※訓練兵時代

「お前はいいかげん起きろ」
「うえっ」
過酷を極める訓練のその貴重な休憩時間、地面に大の字になってぴくりとも動けないわたしのお腹のあたりに何かが投げられて、圧迫された内臓が変な声を出した。仕方なく上半身だけを起こすと、たぷたぷと水を湛えたボトルがころんと体から落ちる。ぼけっとしていると、機嫌の悪そうな目で隣にしゃがみこんでいたジャンにわりと強い力で頭をはたかれた。
「え、ありがとう…?」
「はたかれて礼言ってんじゃねえよ気持ちわりいな」
「そうじゃなくて、お水」
「…休憩あけたらペア訓練の続きだろうが、へばられたままじゃ俺が困るんだよ」
「そうでした」
二人ひと組での討伐訓練。立体機動装置の扱いでは同期の中でも抜きん出ているジャンのおかげでわたしたちの討伐成績は討伐補佐も合わせればわりと上位をおさめていた。
「お前さあ」
ジャンがめずらしく持って回った言い方で口を開いたので、ふくんでいた水を喉のほうへ押し込んでわたしは彼のつぎの言葉を待つ。
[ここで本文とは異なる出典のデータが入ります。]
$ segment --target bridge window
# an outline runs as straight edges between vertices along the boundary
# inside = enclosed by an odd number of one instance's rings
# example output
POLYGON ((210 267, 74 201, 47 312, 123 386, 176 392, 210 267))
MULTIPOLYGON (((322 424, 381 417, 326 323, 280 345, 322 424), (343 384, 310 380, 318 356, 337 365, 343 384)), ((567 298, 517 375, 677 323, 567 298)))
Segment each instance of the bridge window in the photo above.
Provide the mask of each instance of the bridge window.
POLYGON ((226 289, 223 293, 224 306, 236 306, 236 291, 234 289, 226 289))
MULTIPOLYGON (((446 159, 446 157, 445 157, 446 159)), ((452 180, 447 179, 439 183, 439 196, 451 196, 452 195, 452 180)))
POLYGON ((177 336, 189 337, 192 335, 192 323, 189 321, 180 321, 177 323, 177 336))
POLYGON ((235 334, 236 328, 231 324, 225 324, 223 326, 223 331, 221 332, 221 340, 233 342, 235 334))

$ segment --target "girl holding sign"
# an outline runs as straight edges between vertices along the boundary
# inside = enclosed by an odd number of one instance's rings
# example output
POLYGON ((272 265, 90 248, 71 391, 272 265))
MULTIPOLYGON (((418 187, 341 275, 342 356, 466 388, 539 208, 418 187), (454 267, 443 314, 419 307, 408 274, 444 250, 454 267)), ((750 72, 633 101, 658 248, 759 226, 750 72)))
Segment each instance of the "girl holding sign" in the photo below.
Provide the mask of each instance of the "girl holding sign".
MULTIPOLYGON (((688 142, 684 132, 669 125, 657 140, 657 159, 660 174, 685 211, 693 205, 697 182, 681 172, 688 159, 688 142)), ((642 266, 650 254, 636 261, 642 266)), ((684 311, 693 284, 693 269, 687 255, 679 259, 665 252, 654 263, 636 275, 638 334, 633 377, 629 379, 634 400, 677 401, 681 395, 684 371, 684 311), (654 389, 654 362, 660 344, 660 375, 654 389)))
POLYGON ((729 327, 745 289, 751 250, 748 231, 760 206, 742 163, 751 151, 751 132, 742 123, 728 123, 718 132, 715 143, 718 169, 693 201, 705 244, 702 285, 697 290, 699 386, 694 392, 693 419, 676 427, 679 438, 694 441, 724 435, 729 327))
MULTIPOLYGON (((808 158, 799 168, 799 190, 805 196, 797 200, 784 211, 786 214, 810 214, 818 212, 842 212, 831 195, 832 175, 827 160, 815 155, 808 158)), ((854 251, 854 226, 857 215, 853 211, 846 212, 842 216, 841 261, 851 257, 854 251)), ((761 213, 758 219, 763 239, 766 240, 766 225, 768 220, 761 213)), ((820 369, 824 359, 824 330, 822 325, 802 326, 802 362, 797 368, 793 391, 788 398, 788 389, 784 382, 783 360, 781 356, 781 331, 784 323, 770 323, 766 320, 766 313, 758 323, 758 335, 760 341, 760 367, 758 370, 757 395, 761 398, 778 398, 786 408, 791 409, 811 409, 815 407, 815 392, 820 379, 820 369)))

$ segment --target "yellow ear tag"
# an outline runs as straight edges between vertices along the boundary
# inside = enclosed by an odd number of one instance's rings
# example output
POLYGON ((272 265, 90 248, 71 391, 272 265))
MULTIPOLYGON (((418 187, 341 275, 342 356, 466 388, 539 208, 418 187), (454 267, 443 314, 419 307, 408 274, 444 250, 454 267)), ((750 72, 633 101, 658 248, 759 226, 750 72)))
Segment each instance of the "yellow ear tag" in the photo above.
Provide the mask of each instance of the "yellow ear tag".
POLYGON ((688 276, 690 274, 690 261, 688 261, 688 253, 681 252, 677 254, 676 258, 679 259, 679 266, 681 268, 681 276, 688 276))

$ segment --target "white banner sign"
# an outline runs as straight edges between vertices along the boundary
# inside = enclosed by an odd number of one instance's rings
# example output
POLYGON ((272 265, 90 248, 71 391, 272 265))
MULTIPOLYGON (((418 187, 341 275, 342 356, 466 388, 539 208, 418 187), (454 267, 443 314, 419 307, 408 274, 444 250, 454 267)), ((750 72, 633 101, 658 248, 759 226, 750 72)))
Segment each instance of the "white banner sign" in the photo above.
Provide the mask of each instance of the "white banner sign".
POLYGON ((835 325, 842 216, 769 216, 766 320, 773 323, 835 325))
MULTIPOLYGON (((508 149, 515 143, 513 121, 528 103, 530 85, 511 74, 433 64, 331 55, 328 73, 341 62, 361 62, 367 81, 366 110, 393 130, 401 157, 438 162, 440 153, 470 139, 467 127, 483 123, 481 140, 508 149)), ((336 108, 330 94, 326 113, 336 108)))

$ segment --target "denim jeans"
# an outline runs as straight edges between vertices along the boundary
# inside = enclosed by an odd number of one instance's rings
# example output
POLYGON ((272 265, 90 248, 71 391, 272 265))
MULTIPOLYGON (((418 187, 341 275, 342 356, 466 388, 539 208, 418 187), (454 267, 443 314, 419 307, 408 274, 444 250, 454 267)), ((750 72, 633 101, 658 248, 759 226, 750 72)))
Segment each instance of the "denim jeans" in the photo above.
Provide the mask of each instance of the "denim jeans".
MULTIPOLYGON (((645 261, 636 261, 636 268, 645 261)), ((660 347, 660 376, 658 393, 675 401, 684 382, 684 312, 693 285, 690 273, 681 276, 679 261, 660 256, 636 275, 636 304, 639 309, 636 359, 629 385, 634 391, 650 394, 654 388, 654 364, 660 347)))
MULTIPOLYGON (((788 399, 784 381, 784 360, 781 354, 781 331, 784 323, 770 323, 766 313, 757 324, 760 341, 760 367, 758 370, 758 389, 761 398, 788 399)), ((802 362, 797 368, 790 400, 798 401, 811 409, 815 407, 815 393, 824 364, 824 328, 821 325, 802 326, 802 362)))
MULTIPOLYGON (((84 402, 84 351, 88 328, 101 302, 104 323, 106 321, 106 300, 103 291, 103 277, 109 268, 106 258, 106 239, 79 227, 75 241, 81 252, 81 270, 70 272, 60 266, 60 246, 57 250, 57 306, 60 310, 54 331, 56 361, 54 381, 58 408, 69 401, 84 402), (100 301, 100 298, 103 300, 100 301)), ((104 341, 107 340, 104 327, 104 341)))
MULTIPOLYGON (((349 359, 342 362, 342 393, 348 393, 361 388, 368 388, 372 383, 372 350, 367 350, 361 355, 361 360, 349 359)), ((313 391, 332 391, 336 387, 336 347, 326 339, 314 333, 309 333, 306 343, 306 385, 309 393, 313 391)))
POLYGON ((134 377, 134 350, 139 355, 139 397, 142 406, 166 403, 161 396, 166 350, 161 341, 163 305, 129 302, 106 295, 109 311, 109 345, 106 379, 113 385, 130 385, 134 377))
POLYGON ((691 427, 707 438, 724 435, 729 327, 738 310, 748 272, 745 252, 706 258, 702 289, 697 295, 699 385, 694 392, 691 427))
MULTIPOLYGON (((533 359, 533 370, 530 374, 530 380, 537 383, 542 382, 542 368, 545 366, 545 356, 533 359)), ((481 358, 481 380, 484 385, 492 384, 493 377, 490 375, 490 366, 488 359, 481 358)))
色素の薄いジャンの髪が陽光を反射してきらきらとまぶしい。
「なんで俺と組んでんだよ」
「そう言われても」
「お前は調査兵団志望なんだろ、だったら同じ奴らと組んだ方がいいだろうが」
ジャンは憲兵団志望。入団式のとき、強面の教官に叩きつけた彼の取り繕うことのない志望動機をわたしは忘れていない。
「だからだよ」
「はあ?」
「兵士になれても、わたしはジャンと一緒に戦えないから、せめて訓練でだけでもそれを叶えたいの」
「…」
「かもね」
「かもねってお前…」
わけがわからない・と言いたげにジャンが眉をひそめる。わたしだってじぶんのことがすべてわかるわけじゃない。だけど、この先にきっと待っているいつかのために、わたしはジャンの戦い方を知っておかなければならないと、どこかでそんな気がするのだ。

「でもできればわたしはジャンの班で戦いたいなあ」
「物好きだなおまえは」
「ジャンは優しいから、きっとわたしをちゃんと殺してくれるもの」
「それが優しいのか?」
「優しいよ、わたしは囮でも巨人のえさでもなく兵士のまま死にたいから」
わたしが言うとジャンはしずかに息を詰めた。内地で生き残るために憲兵団を志願すると言うだけあって、ジャンはわたしよりずっと生きることに執着が強い。それはじぶんの生だけでなく、こうやって死ぬことを想定するのが癖みたいなわたしのことで傷つくことができるほどに。
「だとしても、それをやれんのは俺じゃねえよ」
「わたしはそれがジャンだったらいいなって思うよ」
ジャンが何か言う前に、教官が短い休憩の終わりを告げる声がした。伸びをしながら立ち上がると、ジャンの硬い手のひらに頭をがしりと掴まれる。その手がそのまま二・三回端から端を往復して、どうやら彼はわたしを撫でているつもりらしかった。
「ジャン?」
「行くぞ、今日こそ狩猟民族どもを出し抜いてやらねえとな」
眉をさげてわらうジャンは、やっぱり優しいのだ。彼のためなら例えみっともなくでも生き残ってみようかと思えるくらいには、わたしは彼に絆されている。
先を歩くジャンを追いかけて、背中を掴む。ジャンは止まらなかったけど、すこしだけ歩く速度がゆるやかになった。その背中に隠れるようにだらしなく緩んだ顔を押し付けて、わたしは生きることについてすこし考えてみることにする。
「ねえ・ジャン、今のもっかいやって」
「はあ?やらねえよ」

.
.

訪れた分かれ道の日・震える拳を心臓に置き、背中に自由の翼を背負うことを決めた二十幾人のそのなかで、色素の薄い不機嫌な目つきは言葉を失うわたしを見て、眉をさげて優しく笑んだのだ。